Our study has demonstrated that with the exercise protocol applied, GHD does not significantly impact on changes in skeletal muscle AcCtn, and thus the formation of AcCoA. As we did not measure exhaled air during the exercise (to determine the respiratory exchange ratio), we cannot determine whether the source of AcCoA (glycolysis vs. beta-oxidation of FFAs) differed between GHD patients and CS. However, overall mitochondrial ATP production does not seem to be impaired in GHD patients. As expected, GH concentrations did not increase during exercise in GHD patients, suggesting reduced GH-induced systemic lipolysis. However, the systemic availability of FFA (expressed as AUC of FFA) was similar in GHD patients and CS, only peak serum FFA concentrations at the end of physical exercise were lower in GHD patients compared to CS (full data shown in our previous report20). This suggests that there are redundant endocrine systems affecting lipolysis (catecholamines, cortisol) which are sufficient to guarantee an adequate energy supply during moderate intensity exercise. In contrast, in another study assessment of systemic lipolysis using stable isotope technique indicated that lipolysis during exercise is reduced in GHD patients9. However, in this study a very different exercise protocol (15–30 min exercise until exhaustion) has been applied, which may explain the dissimilar results. Taken together, impaired exercise capacity seen in GHD patients is rather not related to significantly impaired lipolysis, during moderate intensity exercise.
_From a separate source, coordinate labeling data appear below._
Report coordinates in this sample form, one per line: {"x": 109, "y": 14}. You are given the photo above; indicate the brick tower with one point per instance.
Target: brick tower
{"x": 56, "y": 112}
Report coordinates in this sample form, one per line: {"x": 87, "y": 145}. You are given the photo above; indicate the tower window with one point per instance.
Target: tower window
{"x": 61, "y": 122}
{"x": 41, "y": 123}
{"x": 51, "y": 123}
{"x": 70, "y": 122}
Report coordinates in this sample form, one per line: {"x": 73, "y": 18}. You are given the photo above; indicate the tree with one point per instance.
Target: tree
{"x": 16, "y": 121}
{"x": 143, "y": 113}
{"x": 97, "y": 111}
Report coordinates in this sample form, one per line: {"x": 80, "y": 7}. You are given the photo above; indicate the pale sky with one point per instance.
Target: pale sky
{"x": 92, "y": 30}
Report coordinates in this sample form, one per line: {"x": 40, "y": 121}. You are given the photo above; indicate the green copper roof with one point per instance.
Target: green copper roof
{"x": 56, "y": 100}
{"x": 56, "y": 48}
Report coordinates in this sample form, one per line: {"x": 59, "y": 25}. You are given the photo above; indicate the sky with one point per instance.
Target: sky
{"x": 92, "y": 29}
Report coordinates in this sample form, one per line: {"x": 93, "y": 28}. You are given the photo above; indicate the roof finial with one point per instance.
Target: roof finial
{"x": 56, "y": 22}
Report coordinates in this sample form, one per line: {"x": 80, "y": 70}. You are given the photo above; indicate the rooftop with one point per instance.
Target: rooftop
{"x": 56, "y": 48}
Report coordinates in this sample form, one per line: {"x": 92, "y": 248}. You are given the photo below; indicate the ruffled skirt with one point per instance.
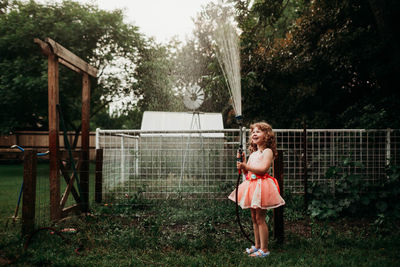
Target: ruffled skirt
{"x": 260, "y": 193}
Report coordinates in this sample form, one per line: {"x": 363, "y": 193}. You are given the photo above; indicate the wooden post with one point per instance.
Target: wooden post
{"x": 84, "y": 175}
{"x": 278, "y": 212}
{"x": 29, "y": 192}
{"x": 99, "y": 176}
{"x": 53, "y": 100}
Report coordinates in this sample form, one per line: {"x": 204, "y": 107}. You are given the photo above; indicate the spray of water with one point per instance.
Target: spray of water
{"x": 227, "y": 51}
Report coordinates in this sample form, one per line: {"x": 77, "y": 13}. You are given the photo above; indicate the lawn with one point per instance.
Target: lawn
{"x": 198, "y": 233}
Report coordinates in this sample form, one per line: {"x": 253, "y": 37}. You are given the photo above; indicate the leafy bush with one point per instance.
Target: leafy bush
{"x": 347, "y": 193}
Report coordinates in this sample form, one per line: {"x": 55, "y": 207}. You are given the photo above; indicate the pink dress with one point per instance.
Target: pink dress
{"x": 258, "y": 191}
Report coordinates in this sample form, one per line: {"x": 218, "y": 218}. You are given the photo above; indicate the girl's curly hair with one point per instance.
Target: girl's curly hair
{"x": 269, "y": 141}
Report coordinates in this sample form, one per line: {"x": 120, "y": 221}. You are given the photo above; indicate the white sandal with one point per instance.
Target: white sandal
{"x": 260, "y": 254}
{"x": 251, "y": 250}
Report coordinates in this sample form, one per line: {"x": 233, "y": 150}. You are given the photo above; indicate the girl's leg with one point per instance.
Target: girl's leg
{"x": 257, "y": 243}
{"x": 262, "y": 229}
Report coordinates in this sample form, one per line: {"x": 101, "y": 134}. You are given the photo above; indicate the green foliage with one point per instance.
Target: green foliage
{"x": 351, "y": 194}
{"x": 331, "y": 63}
{"x": 98, "y": 37}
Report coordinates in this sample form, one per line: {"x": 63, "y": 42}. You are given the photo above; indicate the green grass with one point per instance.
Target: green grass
{"x": 198, "y": 233}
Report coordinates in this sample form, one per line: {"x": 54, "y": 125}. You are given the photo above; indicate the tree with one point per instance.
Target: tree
{"x": 336, "y": 64}
{"x": 99, "y": 37}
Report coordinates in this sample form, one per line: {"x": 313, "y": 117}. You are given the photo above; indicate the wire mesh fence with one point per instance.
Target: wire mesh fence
{"x": 201, "y": 164}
The strength of our study lies in the a priori matching of CS for age, BMI, and waist circumference as part of the study design. Importantly, the matching for waist circumference, resulting in similar amounts of SCAT and VAT, did allow us to specifically examine short-term metabolic adaptions to exercise in GHD - independently of the characteristically increased fat mass observed in these patients. In addition, insulin concentrations and insulin sensitivity - important regulatory factors of lipolysis35 - were not statistically different between GHD patients and CS. The strict standardization of diet and exercise during the study (as potential factors influencing metabolism in the exercising muscle) is a further, essential strength of our study.
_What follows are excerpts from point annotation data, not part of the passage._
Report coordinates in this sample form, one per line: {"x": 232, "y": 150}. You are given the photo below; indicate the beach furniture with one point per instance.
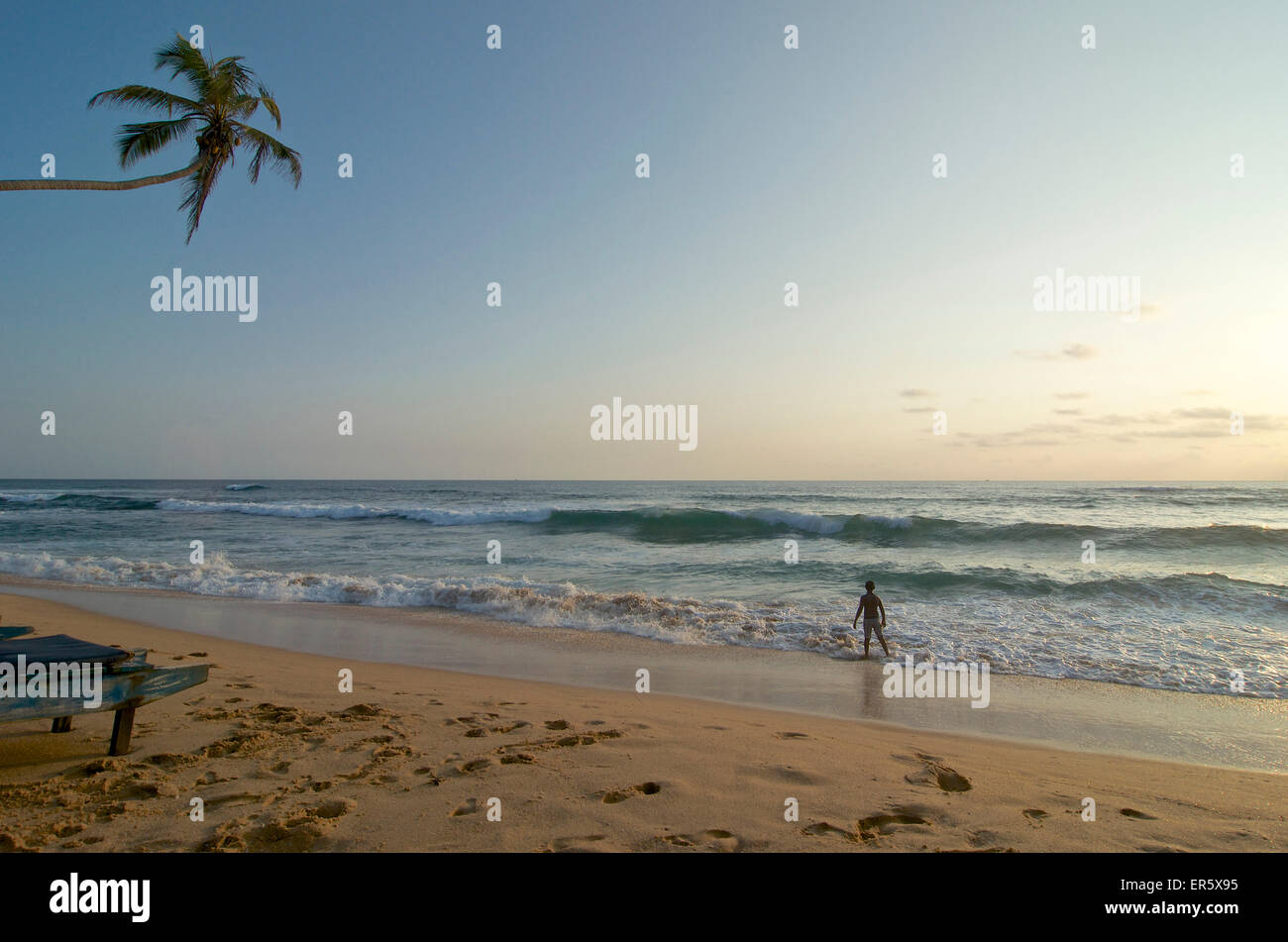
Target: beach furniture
{"x": 128, "y": 682}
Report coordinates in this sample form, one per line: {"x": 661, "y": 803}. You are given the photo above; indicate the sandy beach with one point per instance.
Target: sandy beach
{"x": 415, "y": 758}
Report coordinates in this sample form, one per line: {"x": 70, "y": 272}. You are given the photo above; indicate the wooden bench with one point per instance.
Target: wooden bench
{"x": 129, "y": 680}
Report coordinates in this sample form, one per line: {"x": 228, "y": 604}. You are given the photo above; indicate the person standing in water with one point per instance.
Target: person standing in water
{"x": 870, "y": 606}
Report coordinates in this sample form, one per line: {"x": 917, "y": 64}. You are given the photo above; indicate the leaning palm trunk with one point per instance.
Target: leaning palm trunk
{"x": 102, "y": 184}
{"x": 226, "y": 94}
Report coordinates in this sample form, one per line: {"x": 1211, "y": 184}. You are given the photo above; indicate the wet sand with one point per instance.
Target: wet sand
{"x": 419, "y": 758}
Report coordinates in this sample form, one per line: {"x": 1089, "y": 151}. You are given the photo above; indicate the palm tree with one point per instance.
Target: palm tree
{"x": 223, "y": 94}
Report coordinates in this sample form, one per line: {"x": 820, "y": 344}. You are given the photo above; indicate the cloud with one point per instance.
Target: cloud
{"x": 1074, "y": 352}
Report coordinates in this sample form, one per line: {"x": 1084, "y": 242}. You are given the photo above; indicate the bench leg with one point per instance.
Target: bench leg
{"x": 121, "y": 728}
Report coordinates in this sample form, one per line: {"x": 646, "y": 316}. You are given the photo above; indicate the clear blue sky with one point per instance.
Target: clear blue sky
{"x": 768, "y": 164}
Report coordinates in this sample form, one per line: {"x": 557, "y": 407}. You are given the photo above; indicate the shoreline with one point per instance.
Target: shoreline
{"x": 1069, "y": 714}
{"x": 415, "y": 758}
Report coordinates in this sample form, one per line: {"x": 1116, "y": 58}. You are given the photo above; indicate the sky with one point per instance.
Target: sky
{"x": 767, "y": 166}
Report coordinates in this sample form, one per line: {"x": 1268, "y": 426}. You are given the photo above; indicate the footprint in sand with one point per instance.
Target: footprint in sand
{"x": 823, "y": 829}
{"x": 880, "y": 825}
{"x": 575, "y": 844}
{"x": 935, "y": 773}
{"x": 709, "y": 839}
{"x": 617, "y": 795}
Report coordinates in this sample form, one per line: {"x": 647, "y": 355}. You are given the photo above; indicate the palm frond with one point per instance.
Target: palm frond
{"x": 181, "y": 58}
{"x": 145, "y": 97}
{"x": 269, "y": 103}
{"x": 196, "y": 189}
{"x": 138, "y": 141}
{"x": 278, "y": 155}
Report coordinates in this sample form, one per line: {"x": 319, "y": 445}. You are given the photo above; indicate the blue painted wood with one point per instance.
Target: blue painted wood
{"x": 142, "y": 686}
{"x": 59, "y": 648}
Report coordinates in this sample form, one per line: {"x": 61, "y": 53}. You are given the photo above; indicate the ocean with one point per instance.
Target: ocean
{"x": 1184, "y": 587}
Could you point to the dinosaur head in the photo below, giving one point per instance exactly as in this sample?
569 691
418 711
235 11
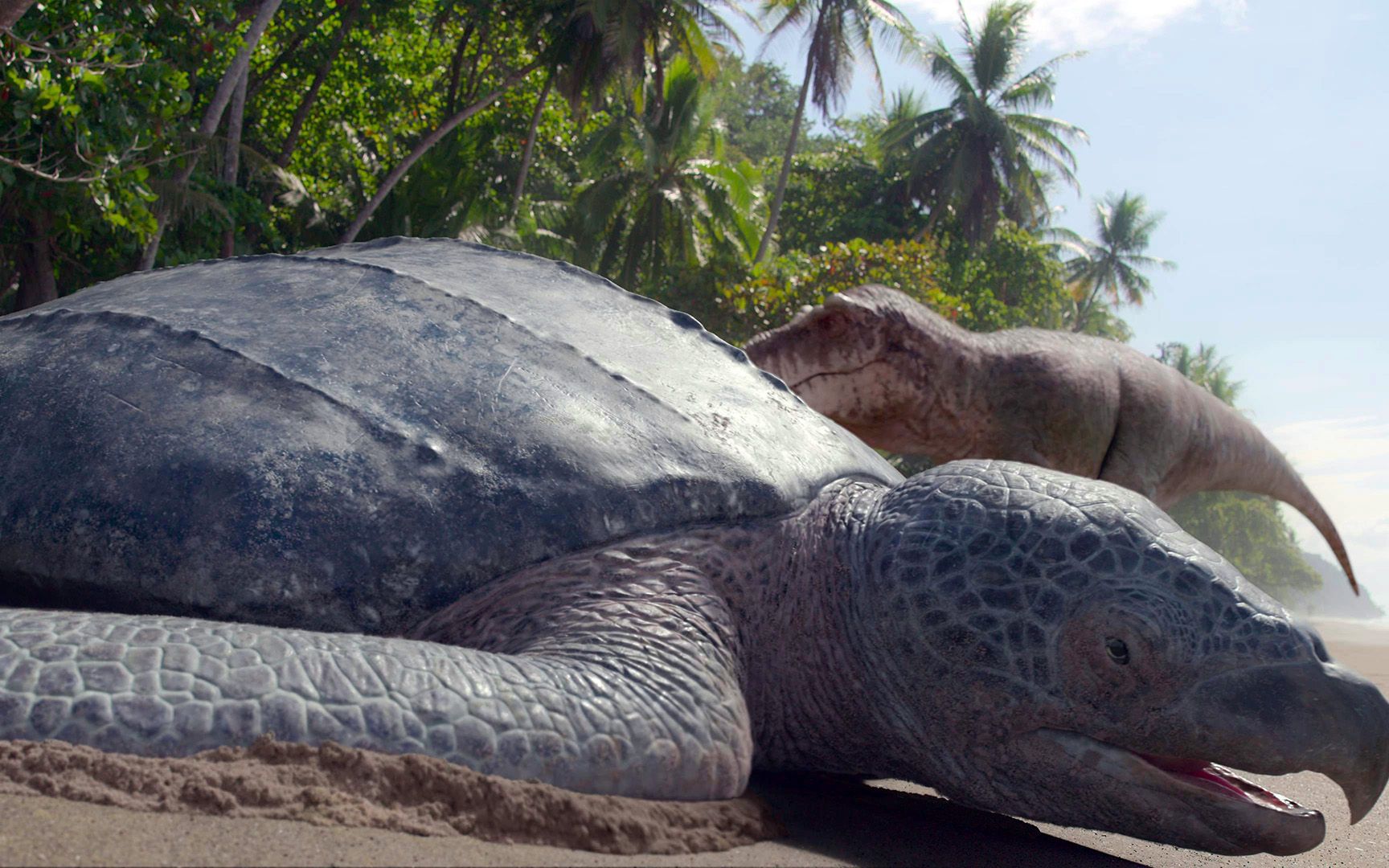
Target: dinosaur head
845 358
1059 649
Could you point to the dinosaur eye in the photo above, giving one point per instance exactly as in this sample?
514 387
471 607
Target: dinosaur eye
1117 649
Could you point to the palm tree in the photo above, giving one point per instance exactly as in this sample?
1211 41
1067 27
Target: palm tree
1112 265
602 39
986 153
664 202
839 30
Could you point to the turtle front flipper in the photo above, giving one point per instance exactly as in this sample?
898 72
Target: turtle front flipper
627 692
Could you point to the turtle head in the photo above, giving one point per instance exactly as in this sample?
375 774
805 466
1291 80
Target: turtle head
1059 649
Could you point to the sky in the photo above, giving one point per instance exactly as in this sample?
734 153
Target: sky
1259 131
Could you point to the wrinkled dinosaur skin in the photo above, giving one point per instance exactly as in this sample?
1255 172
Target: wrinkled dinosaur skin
906 379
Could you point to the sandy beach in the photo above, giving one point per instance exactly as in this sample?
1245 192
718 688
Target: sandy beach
828 822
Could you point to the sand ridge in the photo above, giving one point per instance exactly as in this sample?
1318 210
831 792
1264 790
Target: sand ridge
342 786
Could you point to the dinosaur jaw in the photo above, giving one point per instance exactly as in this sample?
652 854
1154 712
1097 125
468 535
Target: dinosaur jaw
1190 801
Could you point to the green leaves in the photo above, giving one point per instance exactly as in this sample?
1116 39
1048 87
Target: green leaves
985 156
Still, there are several limitations in this study: (1) we included only male GHD patients and CS in order to avoid possible sex hormone induced heterogeneity in lipid metabolism. (2) It is possible that due to the small number of participants included, subtle differences between GHD patients and CS may have escaped detection, as suggested by the fact that numerically the increase in AcCtn with exercise was more pronounced in CS than in GHD patients. This restriction was mainly due to the sophisticated and time-consuming investigations and the strict matching criteria of CS with the patients with GHD. (3) AcCtn levels were measured immediately after and, strictly speaking, not during exercise. Differences in the dynamics of declining AcCtn levels after exercise could have blunted an inherent difference of AcCtn levels during exercise. However, as our protocol consisted of steady-state exercise we assume that post-exercise AcCtn concentrations provide a reasonable indicator of substrate availability during exercise.
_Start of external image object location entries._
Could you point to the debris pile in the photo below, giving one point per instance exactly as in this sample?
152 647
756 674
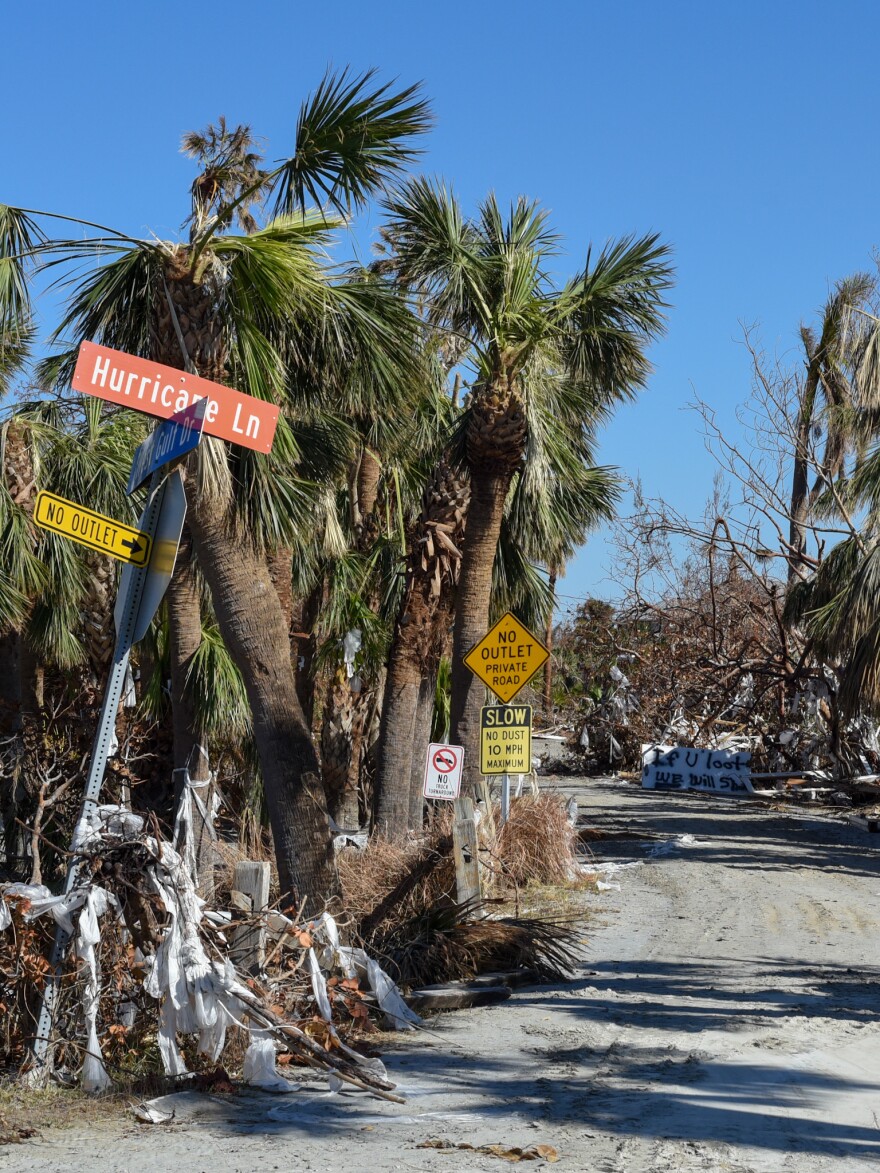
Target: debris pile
151 963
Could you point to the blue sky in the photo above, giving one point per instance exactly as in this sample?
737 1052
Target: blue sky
743 133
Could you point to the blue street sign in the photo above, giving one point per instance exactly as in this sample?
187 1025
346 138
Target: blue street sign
171 439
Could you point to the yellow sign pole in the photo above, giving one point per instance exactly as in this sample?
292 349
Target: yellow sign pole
93 529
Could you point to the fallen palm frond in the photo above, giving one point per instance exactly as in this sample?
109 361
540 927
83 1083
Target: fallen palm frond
154 973
403 902
452 943
393 880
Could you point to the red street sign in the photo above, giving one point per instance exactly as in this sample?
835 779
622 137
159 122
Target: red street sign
161 391
445 761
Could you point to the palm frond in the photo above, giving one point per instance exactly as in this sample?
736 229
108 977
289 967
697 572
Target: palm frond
352 139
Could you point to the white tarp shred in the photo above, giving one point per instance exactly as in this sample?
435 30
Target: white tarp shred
196 995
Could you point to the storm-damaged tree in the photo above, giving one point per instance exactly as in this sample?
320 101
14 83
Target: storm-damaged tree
262 311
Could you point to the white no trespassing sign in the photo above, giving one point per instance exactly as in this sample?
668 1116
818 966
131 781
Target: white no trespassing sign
679 768
442 772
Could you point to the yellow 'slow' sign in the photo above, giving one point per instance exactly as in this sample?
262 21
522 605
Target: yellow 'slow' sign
92 529
506 739
507 657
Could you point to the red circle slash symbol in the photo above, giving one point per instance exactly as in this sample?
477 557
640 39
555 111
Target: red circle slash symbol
444 761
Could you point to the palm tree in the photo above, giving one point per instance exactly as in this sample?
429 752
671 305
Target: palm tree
537 353
825 400
262 312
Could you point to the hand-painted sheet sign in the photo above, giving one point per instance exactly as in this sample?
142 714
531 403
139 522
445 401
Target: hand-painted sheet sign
507 657
92 529
171 439
715 771
442 772
506 739
162 391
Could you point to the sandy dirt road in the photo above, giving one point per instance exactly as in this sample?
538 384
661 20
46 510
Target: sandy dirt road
726 1019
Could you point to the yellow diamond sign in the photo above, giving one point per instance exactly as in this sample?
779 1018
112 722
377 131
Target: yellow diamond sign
94 530
507 657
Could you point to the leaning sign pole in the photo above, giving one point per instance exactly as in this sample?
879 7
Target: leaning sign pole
127 623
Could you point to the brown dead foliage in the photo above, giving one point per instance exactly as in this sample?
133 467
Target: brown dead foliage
537 843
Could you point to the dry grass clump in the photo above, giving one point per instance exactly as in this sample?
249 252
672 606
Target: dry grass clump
399 880
451 944
536 845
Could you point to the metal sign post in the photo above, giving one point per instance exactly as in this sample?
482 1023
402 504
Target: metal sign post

In conclusion, based on measurements of AcCtn concentrations, our study suggests that during exercise the availability of energy substrate within the exercising muscle is not significantly different in GHD patients compared to CS. The redundant metabolic actions of other hormones (catecholamines, cortisol) probably compensate for the reduced lipolytic activity in GHD. The known effects of GH on skeletal muscle and on the cardiovascular system appear to be more important to improve the impaired exercise capacity than GH-induced metabolic effects on energy substrate availability.